Using a metal pick to probe the blocked shank, I dislodged a piece of paper that had been indistinguishable from the surrounding material. Some former owner had used a heavy paper to improve the fit of the stem, but eventually clogged the shank.

 

gatorlope

Senior Member
Feb 5, 2019
401
23
South Florida
Since then, I’ve cleaned out the shank and found a successful adaptation for the fit of the stem to the shank by coiling a pipecleaner around the tapered end of the stem.
So,I’ve cleared the shank and cleaned the pipe. Since then, I’ve smoked three bowls of tobacco in it and it is performing quite satisfactorily.

BTW, the overall length of the pipe is approximately fifteen and a half inches.

 

gatorlope

Senior Member
Feb 5, 2019
401
23
South Florida
As to the material of the pipe, it might not be meerschaum or it might be meerschaum from a source other than the Turkish meerschaum that we are accustomed to. Anyway, despite it’s age and evident usage, it doesn’t show any of the coloring that a meerschaum might. Perhaps a different mineral?

I doubt that it would be bone, because I think bone would burn and stink up your tobacco and that is definitely not the case, because I have had three good smokes from it since I cleaned it.

 

mikethompson

Preferred Member
Jun 26, 2016
3,971
86
A very unique pipe!
If the age on the pipe is over 200 years old, I'm sure the bone has been thoroughly dried as to not let off a stink when used. Where did you get it?

 

husky

Member
Jul 1, 2019
140
0
Try cutting a dry piece of bone or antler with a power tool.

The smell is not pleasant.

 

gatorlope

Senior Member
Feb 5, 2019
401
23
South Florida
Greneyes,, I understand why you say that part of it looks like the porous part of a bone. You’re looking at the foliage over the horse, right? But the trunk of the tree passes right through the middle of it and is as solid as the rest of the pipe. What you see as looking like the marrow part of a bone appears to be deliberately cut in order to simulate foliage. Some of the cuts appear to be round as if made by a drill bit the majority of them are neither round nor evenly shaped.

 

hugodrax

Senior Member
Jan 24, 2013
305
2
I think you'll find that's a massa meerschaum pipe that was sold in their thousands by retailers such as Sears Roebuck back around the turn of the last century.
Sometimes they have a faux date carved on them.
Or it's a dolphin leg bone.
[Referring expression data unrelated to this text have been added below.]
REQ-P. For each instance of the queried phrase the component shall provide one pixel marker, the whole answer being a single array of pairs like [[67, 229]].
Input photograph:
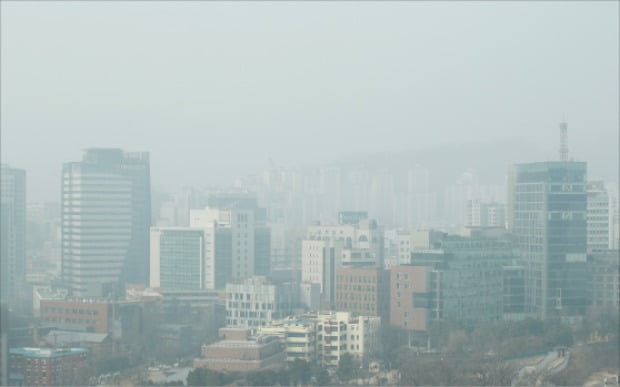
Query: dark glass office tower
[[12, 233], [547, 212], [106, 215]]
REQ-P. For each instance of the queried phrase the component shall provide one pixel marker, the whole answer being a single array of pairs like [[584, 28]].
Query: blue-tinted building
[[547, 212]]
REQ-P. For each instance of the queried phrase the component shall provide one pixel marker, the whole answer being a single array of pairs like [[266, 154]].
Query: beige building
[[339, 333], [298, 334], [409, 289], [238, 353]]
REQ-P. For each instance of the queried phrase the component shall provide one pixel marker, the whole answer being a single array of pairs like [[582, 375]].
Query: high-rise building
[[255, 302], [605, 279], [106, 215], [469, 271], [182, 258], [547, 213], [320, 258], [598, 216], [47, 366], [12, 233]]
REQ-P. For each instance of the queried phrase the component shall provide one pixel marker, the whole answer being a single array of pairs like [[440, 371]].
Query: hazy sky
[[214, 89]]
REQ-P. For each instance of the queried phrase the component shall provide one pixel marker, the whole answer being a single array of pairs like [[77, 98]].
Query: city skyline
[[319, 76]]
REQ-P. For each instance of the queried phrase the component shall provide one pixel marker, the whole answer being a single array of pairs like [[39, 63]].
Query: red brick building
[[410, 297], [363, 291]]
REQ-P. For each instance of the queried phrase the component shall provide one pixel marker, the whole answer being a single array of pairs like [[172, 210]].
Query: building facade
[[106, 215], [297, 334], [339, 333], [599, 220], [182, 258], [12, 233], [605, 279], [47, 366], [547, 212], [363, 291], [255, 302], [413, 294], [319, 262], [242, 243], [470, 273]]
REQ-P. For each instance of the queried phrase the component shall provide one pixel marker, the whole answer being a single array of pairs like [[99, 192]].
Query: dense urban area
[[285, 278], [309, 193]]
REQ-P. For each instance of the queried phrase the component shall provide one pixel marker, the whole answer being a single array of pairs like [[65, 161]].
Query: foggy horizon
[[319, 83]]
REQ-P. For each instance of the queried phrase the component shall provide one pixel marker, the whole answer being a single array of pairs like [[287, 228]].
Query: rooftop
[[46, 352]]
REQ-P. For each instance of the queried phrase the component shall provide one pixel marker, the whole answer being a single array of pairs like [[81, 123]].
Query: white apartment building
[[298, 334], [326, 336], [255, 302], [339, 333], [319, 261]]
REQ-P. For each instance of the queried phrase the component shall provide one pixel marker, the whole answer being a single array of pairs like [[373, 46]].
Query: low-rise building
[[97, 344], [256, 302], [340, 332], [239, 354], [605, 279], [363, 291], [47, 366], [413, 290]]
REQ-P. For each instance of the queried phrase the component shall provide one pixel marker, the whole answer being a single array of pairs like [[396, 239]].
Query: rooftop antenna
[[563, 140]]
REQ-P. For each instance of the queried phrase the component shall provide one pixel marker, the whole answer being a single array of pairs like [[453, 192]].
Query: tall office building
[[106, 215], [547, 212], [320, 258], [12, 232], [599, 220], [182, 258]]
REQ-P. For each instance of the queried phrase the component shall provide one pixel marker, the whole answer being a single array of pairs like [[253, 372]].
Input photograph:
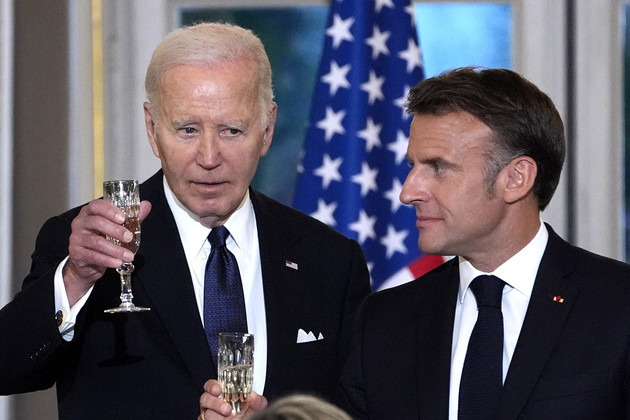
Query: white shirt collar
[[519, 272], [194, 234]]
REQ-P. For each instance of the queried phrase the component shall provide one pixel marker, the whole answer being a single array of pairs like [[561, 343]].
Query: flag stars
[[383, 3], [364, 227], [393, 195], [324, 212], [366, 179], [329, 171], [378, 42], [371, 134], [411, 55], [340, 30], [394, 241], [331, 124], [399, 147], [374, 87], [337, 77]]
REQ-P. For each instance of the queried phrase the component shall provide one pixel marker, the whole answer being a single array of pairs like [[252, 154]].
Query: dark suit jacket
[[154, 364], [571, 360]]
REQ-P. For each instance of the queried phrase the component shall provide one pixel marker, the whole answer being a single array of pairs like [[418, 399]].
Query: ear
[[151, 133], [268, 133], [521, 174]]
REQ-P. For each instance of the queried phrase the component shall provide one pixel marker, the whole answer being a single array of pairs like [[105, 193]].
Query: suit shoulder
[[289, 219]]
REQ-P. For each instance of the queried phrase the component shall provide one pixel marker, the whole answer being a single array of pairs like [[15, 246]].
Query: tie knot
[[218, 236], [488, 290]]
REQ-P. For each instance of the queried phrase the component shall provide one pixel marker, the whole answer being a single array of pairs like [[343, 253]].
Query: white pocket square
[[304, 337]]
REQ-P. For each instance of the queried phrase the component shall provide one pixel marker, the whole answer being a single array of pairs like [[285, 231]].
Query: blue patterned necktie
[[223, 300], [482, 375]]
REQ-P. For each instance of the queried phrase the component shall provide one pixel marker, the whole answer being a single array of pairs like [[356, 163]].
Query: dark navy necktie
[[482, 375], [223, 300]]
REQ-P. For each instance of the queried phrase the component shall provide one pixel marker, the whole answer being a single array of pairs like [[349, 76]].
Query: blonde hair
[[209, 44], [301, 407]]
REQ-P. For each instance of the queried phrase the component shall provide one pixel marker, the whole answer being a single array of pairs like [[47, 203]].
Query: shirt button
[[59, 317]]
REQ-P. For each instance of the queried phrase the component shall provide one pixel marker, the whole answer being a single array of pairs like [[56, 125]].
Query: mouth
[[208, 186], [425, 221]]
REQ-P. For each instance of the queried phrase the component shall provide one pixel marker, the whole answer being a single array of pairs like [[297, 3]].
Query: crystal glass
[[236, 369], [125, 194]]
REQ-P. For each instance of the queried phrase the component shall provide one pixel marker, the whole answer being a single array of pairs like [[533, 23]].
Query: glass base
[[126, 307]]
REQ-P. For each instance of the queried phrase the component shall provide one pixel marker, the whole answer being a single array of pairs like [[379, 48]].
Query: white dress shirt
[[519, 274], [243, 243]]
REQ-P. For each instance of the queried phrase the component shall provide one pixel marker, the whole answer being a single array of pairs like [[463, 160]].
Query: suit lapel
[[281, 286], [164, 276], [548, 309], [434, 339]]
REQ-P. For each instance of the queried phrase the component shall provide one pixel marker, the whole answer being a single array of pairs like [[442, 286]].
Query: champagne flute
[[235, 368], [125, 195]]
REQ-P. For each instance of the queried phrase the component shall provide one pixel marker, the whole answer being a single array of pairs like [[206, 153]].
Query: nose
[[414, 189], [208, 152]]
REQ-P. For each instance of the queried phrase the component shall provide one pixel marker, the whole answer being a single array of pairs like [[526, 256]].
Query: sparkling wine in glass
[[125, 195], [236, 369]]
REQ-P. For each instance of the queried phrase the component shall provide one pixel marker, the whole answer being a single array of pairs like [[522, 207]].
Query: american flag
[[354, 159]]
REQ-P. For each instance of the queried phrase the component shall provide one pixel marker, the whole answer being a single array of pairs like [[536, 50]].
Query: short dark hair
[[523, 119]]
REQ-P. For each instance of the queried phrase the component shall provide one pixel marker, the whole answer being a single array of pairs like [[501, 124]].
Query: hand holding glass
[[126, 196], [236, 369]]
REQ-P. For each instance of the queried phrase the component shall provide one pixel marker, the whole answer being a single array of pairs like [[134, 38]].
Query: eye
[[188, 130], [231, 132]]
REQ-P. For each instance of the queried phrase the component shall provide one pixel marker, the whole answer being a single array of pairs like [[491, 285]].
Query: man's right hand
[[90, 253]]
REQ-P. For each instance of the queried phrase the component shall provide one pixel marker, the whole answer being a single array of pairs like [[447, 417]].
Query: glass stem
[[126, 296]]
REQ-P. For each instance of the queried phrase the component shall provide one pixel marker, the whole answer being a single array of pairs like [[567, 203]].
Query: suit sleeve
[[358, 289], [31, 348], [350, 394]]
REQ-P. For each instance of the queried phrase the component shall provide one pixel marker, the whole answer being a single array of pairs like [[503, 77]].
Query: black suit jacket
[[154, 364], [571, 360]]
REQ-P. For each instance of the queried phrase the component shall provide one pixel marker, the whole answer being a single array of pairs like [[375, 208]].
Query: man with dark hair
[[520, 324]]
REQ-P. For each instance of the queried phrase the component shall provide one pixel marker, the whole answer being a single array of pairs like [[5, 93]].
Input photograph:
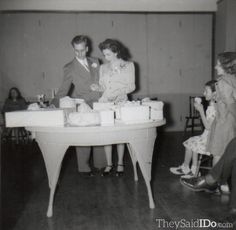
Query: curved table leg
[[134, 161], [143, 150], [53, 155]]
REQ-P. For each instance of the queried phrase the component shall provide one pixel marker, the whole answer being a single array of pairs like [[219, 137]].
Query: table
[[54, 141]]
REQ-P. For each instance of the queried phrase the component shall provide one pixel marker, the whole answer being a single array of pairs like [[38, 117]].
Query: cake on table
[[156, 109], [75, 112]]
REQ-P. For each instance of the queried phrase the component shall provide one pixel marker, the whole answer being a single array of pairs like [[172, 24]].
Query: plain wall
[[226, 26], [172, 52], [111, 5]]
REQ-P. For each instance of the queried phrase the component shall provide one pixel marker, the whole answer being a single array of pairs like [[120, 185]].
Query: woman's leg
[[194, 162], [120, 152], [108, 152], [188, 157]]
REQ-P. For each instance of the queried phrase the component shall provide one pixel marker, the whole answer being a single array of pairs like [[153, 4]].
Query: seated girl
[[14, 101], [197, 144]]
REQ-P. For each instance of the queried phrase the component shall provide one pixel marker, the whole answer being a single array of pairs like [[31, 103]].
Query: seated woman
[[197, 144], [116, 80], [14, 101]]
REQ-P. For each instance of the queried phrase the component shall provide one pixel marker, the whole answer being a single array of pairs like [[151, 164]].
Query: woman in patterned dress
[[116, 80]]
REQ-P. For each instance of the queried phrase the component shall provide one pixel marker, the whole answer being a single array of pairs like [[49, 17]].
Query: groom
[[79, 74]]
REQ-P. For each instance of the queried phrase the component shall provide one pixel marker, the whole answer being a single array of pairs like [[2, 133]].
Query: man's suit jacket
[[77, 80]]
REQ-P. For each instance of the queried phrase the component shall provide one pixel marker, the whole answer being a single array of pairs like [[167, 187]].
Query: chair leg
[[198, 165]]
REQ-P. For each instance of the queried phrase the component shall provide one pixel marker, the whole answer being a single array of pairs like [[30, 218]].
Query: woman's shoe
[[107, 171], [120, 172]]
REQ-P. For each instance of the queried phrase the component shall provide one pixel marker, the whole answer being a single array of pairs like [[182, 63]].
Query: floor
[[108, 203]]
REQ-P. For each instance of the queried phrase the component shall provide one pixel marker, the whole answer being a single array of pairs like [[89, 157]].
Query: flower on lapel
[[94, 65]]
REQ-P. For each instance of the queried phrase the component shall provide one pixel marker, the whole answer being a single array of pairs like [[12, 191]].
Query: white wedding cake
[[84, 119], [156, 109], [69, 103], [98, 106], [107, 117], [134, 113]]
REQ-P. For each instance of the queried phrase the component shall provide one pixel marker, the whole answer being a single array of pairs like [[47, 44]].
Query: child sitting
[[197, 144]]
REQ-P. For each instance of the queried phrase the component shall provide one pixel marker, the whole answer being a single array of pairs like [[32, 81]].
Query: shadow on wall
[[137, 77], [5, 84]]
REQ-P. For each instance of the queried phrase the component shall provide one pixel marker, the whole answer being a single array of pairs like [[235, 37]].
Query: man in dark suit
[[79, 75], [224, 169]]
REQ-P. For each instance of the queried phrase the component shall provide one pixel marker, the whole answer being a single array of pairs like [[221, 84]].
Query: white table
[[54, 141]]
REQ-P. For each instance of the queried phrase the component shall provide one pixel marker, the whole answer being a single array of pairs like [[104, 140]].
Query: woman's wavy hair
[[228, 62], [212, 85], [116, 47], [19, 96]]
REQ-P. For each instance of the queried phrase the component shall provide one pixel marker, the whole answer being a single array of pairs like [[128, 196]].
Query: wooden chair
[[193, 120]]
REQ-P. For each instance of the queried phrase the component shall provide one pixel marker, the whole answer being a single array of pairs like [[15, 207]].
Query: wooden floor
[[97, 202]]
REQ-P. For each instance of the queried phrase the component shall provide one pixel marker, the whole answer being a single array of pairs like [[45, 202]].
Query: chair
[[193, 120]]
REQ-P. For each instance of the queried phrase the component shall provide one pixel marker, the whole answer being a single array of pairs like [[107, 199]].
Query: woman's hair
[[80, 39], [228, 62], [19, 96], [116, 47], [212, 85]]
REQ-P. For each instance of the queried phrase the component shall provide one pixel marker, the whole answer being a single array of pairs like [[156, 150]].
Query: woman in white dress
[[116, 80]]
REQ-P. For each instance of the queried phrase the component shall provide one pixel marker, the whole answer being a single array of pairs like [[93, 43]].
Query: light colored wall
[[111, 5], [226, 26], [172, 52]]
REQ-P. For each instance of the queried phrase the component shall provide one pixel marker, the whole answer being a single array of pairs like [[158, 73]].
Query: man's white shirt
[[84, 63]]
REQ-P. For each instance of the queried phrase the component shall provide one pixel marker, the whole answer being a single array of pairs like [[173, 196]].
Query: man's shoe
[[180, 170], [87, 174], [198, 184]]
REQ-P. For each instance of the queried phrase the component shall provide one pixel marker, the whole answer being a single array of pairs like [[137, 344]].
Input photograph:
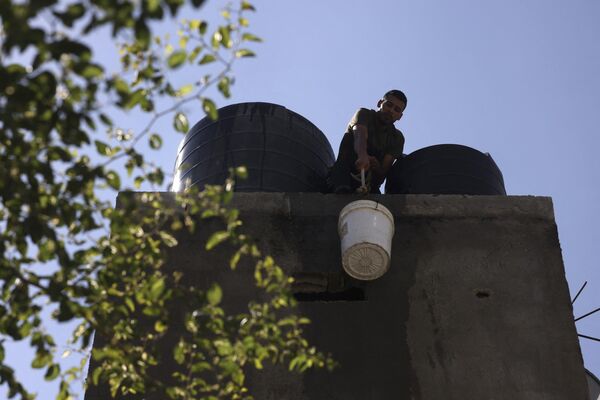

Your choice. Its Liberty Hall.

 

gatorlope

Senior Member
Feb 5, 2019
401
23
South Florida
Hugo, your pessimism is delightful!

Unfortunately, it doesn’t shed much light on the question at hand.

However, it also has given me an idea to follow up on.

Back in colonial times, trade goods were brought to America for trading with the native Americans. That included beads, arrowheads, tomahawks and I believe pipes as well.

 

hugodrax

Senior Member
Jan 24, 2013
305
2
Gatorlope:
Thanks for the sense of humour, but it's honestly not pessimism. Chances of that being an eighteenth century meerschaum are very, very low. It's an interesting pipe and I honestly mean that.
I truly believe it's an imitation meerschaum out of a mass retailer back in the day--the slight coloring on the second pick makes me believe that the wax has worn off and it's very dirty.
Also, that stem was made for decades and decades after one would think they'd stopped being produced and there was a great market for "old timey" things even 120 years ago.
If I'm wrong, I'm happy to be wrong. But what I've said doesn't take away from the fact that its interesting and there aren't many left.
There are a lot of things I'll fight over, but not pipes. When you get a positive answer, please share it.

 

canucklehead

Member
Aug 1, 2018
104
14
I think you'll find that's a massa meerschaum pipe that was sold in their thousands by retailers such as Sears Roebuck back around the turn of the last century.
I think you are correct, it looks like a German-made massa (pressed) meerschaum with the aft part of the stummel cut off, and missing its metalwork. The stem is probably original, as those pipes were mostly made between 1840-1880.